In my last post I talked a bit about catalogues and how I should write a post in which I test-drive a few. So here we are. I've given five Sheffield-based library catalogues a spin: two from the two Universities in the city, and one from the public library service. Let's take a look at tonight's contestants:
Sheffield Hallam University's Innovative WebPAC Pro "Classic" catalogue:
The out-of-the-box
OPAC for the
Millennium LMS. This is a simple little piece of kit with a drop-down choice between searches for Keyword, Author, Title, and a few other bits and bobs (plus an advanced search option). But for the challenges we're about to put its way, we shall only be using the default Keyword option.
Sheffield Hallam University's ProQuest/SerialsSolutions Summon "Library Search" catalogue:
After dabbling with
Innovative's "Encore" for a year,
SHU have recently (last Autumn) opted instead for the
Summon federated search catalogue system. While there's an advanced search option, and opportunities to limit searches to particular criteria, the default approach is a Keyword search of everything except newspaper articles and book reviews (which were
taken out of the default search just a week before I conducted this test), and it is upon this default that we hurl our challenges.
The University of Sheffield's Talis Prism "Star" catalogue:
Upgraded from a previous
Talis system in 2003, Star definitely looks its age. There's a choice of Keyword, Author and Title search, and again we shall be taking the Keyword option for purposes of parity.
The University of Sheffield's ExLibris Primo "StarPlus" catalogue:
They thought it would never happen, but at long last Star has been updated. The new catalogue (in a perhaps perpetual "Beta" stage)
came on-line in November 2011 (not long after SHU's
Summon). The default search is by Keyword and limited to university collections (including journals and etext subscriptions), with a secondary option for literature cross-searching across multiple databases. There is also an advanced search, but we shall be using the default set-up.
Sheffield Public Libraries' SirsiDynix iBistro library catalogue:
The aesthetics of Star alongside the drop-down functionality of the classic SHU. As with the other contenders, we shall be using the Keyword ("words or phrase") option for our search experiments.
Our contestants met, it's time to start...
Round One: Vital Statistics
"Clicks to search" is the number of clicks it takes to reach the catalogue search box from the institution's front page. "Results per page" is the number of search results per page. "Average loading time" is based on a search for
pride and prejudice and is the mean number of seconds calculated from five successive attempts on my home connection of a Sunday afternoon. The results of that search are converted to
MHTML to give the page size (in megabytes).
Both SHU catalogues take quite some finding from the University's homepage, although access is more direct from the student homespace and
VLE. The slowest loading time was achieved by the public library, despite having the second smallest page size, but such is the nature of the server. Heaviest on the bandwidth is Summon: its results exceed the 1
MB mark, making for a loading time twice that of its classic companion (the fastest of the five on the day) despite the fact that the classic search packs in twice the number of results per page. Unquestionably, then, SHU Classic is the most efficient in terms of time and bandwidth.

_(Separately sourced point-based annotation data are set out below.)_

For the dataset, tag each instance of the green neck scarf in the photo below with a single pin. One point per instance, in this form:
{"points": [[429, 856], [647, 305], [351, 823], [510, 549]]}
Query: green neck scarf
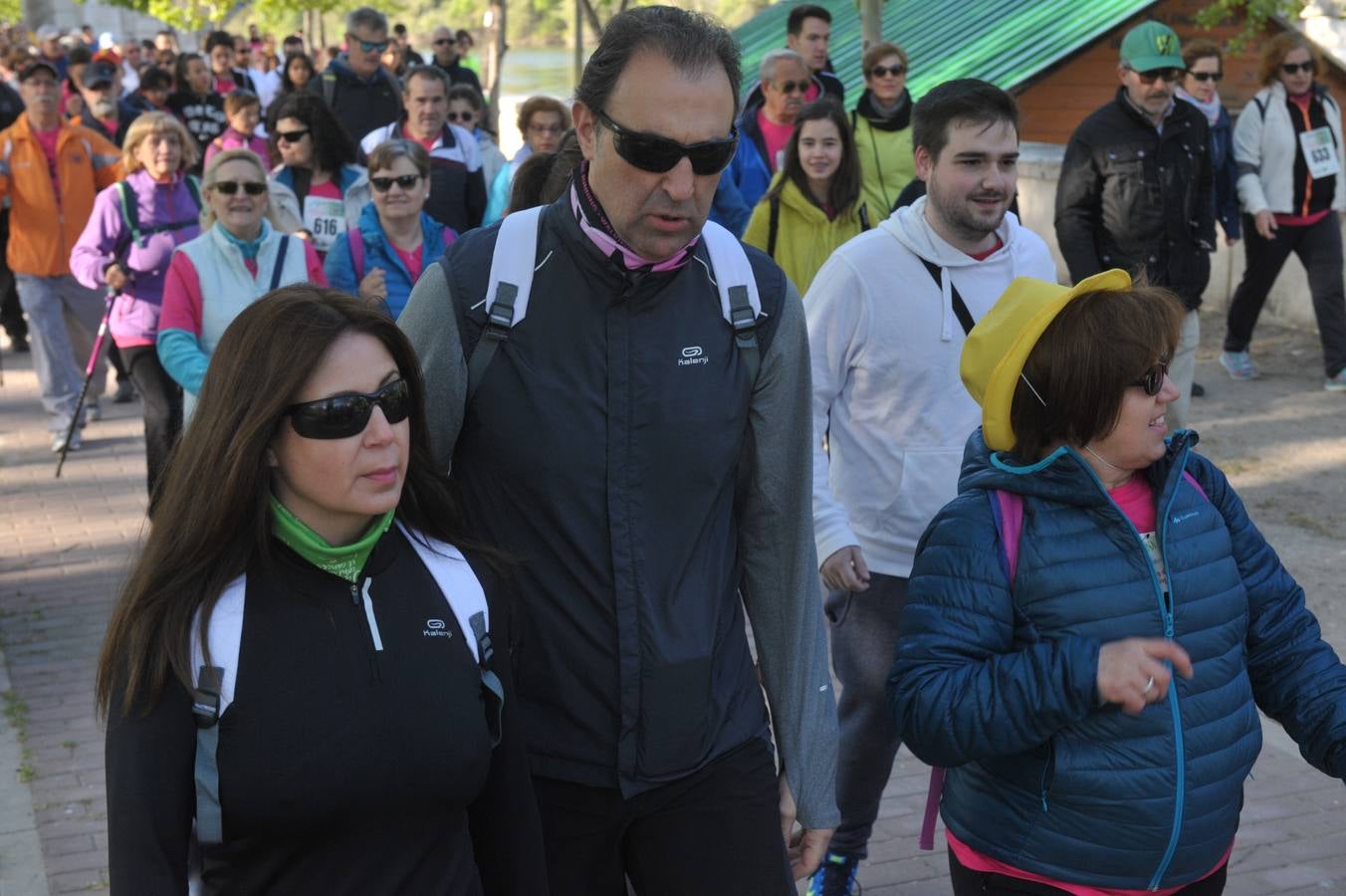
{"points": [[344, 561]]}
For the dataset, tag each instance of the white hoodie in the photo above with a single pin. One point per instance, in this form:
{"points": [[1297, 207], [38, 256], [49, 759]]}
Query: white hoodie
{"points": [[884, 348]]}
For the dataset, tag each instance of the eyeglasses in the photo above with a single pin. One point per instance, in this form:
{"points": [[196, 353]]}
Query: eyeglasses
{"points": [[344, 416], [1170, 76], [230, 187], [656, 153], [383, 184], [369, 46], [1154, 378]]}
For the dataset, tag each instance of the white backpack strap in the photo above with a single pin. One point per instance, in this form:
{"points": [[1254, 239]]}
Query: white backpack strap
{"points": [[466, 597], [739, 301], [507, 288], [213, 694]]}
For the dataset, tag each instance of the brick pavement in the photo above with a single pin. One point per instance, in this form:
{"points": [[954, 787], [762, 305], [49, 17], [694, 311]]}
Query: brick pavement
{"points": [[65, 551]]}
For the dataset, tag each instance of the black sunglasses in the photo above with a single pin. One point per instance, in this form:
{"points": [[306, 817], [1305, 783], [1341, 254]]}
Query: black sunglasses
{"points": [[1171, 76], [1154, 378], [383, 184], [344, 416], [656, 153], [230, 187]]}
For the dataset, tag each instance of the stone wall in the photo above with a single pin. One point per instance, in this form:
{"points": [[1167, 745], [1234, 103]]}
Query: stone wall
{"points": [[1039, 168]]}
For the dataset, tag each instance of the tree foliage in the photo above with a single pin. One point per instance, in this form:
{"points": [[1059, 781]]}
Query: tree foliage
{"points": [[1254, 14]]}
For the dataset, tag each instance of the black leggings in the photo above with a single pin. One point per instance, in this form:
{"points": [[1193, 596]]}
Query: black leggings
{"points": [[160, 400], [970, 883]]}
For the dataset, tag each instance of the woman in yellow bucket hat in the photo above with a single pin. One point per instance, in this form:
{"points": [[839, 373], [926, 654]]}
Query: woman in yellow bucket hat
{"points": [[1093, 623]]}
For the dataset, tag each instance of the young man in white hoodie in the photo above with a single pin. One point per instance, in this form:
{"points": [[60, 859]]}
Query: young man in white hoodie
{"points": [[887, 317]]}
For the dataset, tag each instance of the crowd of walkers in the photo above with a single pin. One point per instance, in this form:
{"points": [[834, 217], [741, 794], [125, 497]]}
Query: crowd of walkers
{"points": [[505, 459]]}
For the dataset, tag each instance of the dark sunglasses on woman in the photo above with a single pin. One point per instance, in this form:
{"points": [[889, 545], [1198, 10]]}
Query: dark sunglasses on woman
{"points": [[383, 184], [344, 416], [230, 187], [654, 153], [1154, 378]]}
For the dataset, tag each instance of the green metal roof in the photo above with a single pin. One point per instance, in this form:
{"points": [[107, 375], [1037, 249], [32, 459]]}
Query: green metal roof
{"points": [[1005, 42]]}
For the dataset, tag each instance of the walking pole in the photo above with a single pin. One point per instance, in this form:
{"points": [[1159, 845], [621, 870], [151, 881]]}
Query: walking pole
{"points": [[93, 362]]}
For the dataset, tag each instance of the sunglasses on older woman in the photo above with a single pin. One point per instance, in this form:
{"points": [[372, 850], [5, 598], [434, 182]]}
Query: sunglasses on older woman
{"points": [[1154, 378], [344, 416]]}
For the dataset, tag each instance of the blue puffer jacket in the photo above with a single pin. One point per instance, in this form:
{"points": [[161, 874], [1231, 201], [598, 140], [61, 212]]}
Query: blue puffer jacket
{"points": [[1001, 688]]}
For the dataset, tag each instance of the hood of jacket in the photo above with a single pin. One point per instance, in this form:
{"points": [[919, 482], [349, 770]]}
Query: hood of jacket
{"points": [[897, 119], [1063, 475]]}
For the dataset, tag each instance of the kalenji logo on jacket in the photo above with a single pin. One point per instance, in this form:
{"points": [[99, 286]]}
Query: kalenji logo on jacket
{"points": [[692, 355]]}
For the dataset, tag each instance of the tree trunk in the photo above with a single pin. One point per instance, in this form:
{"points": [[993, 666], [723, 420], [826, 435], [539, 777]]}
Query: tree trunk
{"points": [[871, 18]]}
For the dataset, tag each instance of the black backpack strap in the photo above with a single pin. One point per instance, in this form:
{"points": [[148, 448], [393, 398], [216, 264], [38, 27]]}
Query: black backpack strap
{"points": [[494, 690], [205, 708], [498, 322], [960, 309], [775, 226], [279, 268]]}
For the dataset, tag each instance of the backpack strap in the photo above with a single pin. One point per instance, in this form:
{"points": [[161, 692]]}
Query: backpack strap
{"points": [[507, 288], [773, 222], [1007, 510], [279, 268], [211, 696], [355, 242], [741, 305]]}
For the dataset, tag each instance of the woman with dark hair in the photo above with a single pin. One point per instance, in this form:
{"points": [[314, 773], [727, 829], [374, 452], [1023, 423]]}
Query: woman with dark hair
{"points": [[1288, 140], [814, 202], [542, 121], [318, 190], [195, 106], [314, 644], [882, 125], [382, 257], [297, 73], [1094, 622]]}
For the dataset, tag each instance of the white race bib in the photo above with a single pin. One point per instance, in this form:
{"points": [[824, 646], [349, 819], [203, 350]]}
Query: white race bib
{"points": [[325, 219], [1319, 152]]}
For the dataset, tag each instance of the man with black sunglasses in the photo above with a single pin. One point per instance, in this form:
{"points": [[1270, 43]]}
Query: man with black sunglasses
{"points": [[1138, 183], [649, 463], [355, 87]]}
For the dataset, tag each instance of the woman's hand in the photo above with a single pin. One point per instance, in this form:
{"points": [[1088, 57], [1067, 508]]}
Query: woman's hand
{"points": [[1132, 672], [373, 287], [114, 276], [1265, 222]]}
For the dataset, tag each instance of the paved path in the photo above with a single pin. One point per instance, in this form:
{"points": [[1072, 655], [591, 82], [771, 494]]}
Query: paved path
{"points": [[64, 552]]}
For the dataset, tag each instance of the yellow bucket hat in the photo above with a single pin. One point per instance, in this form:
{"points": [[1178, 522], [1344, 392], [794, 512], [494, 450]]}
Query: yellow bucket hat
{"points": [[1001, 343]]}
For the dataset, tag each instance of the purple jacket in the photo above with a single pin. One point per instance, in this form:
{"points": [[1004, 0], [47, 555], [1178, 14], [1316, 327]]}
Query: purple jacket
{"points": [[134, 317]]}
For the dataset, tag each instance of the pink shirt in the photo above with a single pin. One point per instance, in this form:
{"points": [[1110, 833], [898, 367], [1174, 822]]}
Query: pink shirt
{"points": [[776, 137]]}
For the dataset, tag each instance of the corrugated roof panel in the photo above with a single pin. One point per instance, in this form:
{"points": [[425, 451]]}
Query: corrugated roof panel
{"points": [[1005, 42]]}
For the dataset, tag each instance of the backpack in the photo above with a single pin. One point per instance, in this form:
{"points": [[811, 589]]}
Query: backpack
{"points": [[215, 684], [130, 214], [1007, 510], [511, 280]]}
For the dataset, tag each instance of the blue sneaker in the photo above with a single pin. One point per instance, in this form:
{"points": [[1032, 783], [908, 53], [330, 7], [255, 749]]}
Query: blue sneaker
{"points": [[834, 876], [1238, 363]]}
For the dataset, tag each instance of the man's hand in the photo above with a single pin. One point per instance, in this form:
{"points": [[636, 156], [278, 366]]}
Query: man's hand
{"points": [[1265, 222], [845, 570], [806, 848]]}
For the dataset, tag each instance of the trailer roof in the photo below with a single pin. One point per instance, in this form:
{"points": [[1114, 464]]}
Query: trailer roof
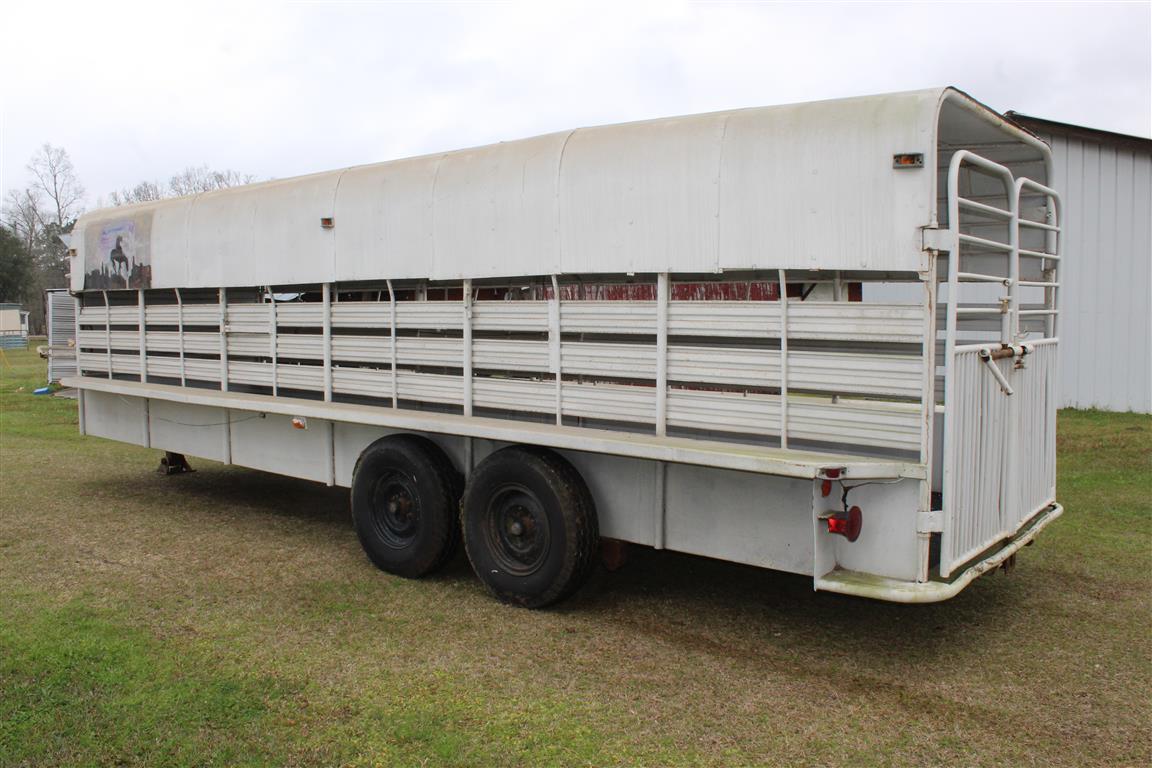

Round Two: Error Correction
Just a quickie, to test the catalogue's error-correction capacity. SHU Classic and Star don't do correction. What you type is what you get, and what I've typed is
pride and predujice. The public library offers a list of "closest matches" which includes what we're after (the novel by Jane Austen), so that's a pass. StarPlus correctly deduces that we're after
pride and prejudice and offers that as an alternative search, so that's a pass too. SHU Summon, however, thinks we want
pride and predjudice which gets us 28 (irrelevant) results. Only then does it offer
pride and prejudice.
So having finally got some results for
pride and prejudice, how do they look?
Round Three: The Austen Test
Here's three formulations of the title:
pride and prejudice,
pride & prejudice, and
"pride and prejudice". The first is a basic test, the second will challenge the catalogue's ability to cope with ampersands, and the third will demonstrate the effectiveness of quotes.
Star does not do ampersands (not in a Keyword search at any rate). It cries if you try.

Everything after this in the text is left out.